Australia has referred to itself as an energy superpower for many years but that has mostly been in relation to fossil fuel interests and exports. (Downie, 2019). An alternative to this would be to become a renewable energy superpower, one far cheaper in the long-term and with the added foreign policy benefits that would flow from such a transition. (Garnaut, 2019). For instance, having finally agreed upon a maritime boundary with Timor-Leste in 2018, Australia and Timor-Leste could use revenue from the highly sought-after fossil fuel resources in the Timor Sea to invest in renewable sources of energy and energy storage technologies in both countries. (Phan et. al., 2019). It is, unfortunately and contrary to some media rhetoric, impossible to remove fossil fuels instantly in the current system, particularly in such a poor but resource rich country as Timor-Leste – hence an urgent transition that Australia could take a leading role in.
Another challenge, if projected sea level rises and increased natural disasters are to proceed, will be the handling of climate refugees and providing aid to those whose homes and lives are ruined. Australia’s current refugee policy, mostly focussed on asylum seekers arriving by boat, would be ill equipped – and entirely unacceptable – to deal with waves of people seeking haven from climate induced disasters. The longstanding and mostly bipartisan approach has been for any attempted arrivals to be intercepted, and any “illegal” arrivals have been denied permanent protection. Climate change, however, is different to war in that the urgency and potential to return is limited.
An entirely new framework would be required to accommodate the influx of refugees, and not only would we have international obligations, but we would also have personal obligations as well. What Australia would need is “a Climate Justice approach [that] will amplify the voices of those people who have done least to cause climate change, but who are affected most severely by it.” (Robinson, cited in Dreher and Voyer, 2015). As a high producer of greenhouse emissions (including those generated by energy exports), Australia will need to take greater responsibility for the damage caused by climate change in the long-term. Given the brilliant potential for renewables here, Australia is well suited for the challenge if it takes initiative and acts. (Garnaut, 2019).

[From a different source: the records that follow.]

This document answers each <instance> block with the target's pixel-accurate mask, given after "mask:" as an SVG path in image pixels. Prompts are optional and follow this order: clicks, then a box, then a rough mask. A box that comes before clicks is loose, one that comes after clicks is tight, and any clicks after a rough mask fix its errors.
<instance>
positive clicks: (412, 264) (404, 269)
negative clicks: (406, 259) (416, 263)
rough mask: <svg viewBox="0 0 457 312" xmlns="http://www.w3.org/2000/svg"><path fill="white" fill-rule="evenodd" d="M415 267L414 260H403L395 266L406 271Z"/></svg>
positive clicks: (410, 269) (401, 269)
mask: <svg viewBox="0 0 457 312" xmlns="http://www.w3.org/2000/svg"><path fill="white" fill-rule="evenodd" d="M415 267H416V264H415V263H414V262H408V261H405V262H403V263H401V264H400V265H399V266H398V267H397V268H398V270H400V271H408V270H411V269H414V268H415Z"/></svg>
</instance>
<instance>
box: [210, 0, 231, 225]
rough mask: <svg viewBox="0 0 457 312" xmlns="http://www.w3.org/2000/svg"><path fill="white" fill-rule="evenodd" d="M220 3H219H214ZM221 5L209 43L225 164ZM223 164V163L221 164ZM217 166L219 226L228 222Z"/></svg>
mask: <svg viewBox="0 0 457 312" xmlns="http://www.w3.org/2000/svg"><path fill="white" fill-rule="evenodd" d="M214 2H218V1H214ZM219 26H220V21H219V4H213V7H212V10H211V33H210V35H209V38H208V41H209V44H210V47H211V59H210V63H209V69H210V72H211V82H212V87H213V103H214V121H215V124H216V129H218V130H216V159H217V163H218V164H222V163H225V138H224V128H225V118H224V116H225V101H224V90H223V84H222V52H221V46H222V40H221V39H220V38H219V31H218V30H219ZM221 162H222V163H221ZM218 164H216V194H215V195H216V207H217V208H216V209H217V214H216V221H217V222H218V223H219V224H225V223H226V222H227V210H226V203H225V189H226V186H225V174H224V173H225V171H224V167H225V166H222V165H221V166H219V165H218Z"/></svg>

The 2022 Australian election brought the Labor Party into a majority, signalling a more hopeful shift in policy from some but raising further questions from others. For example, Labor’s public commitments are to reach net zero by 2050, but reduce emissions only by about 43% by 2030 – higher than the Coalition, but less than even the Business Council’s previous target of 50%. Despite pledges to work with Pacific Island countries and the UN on climate change, many of them still believe Australia has not committed enough to the cause, citing new fossil fuel projects and exports. (Hurst, 2022). In some cases, Labor state governments have not been doing enough either, with Western Australia actually increasing their emissions while focussing solely on select coal projects. (Moodie, 2022).
Foreign policy in Australia will be a careful game in many respects, but when it comes to climate change and energy, the challenges are very clear and very urgent. Our international obligations, our relations with the Pacific and Asian regions – including China – our approach to refugees, and future energy trading is all tied up in how the nation approaches the threat of climate change. If we do not confront these challenges, the ones that follow will be worse.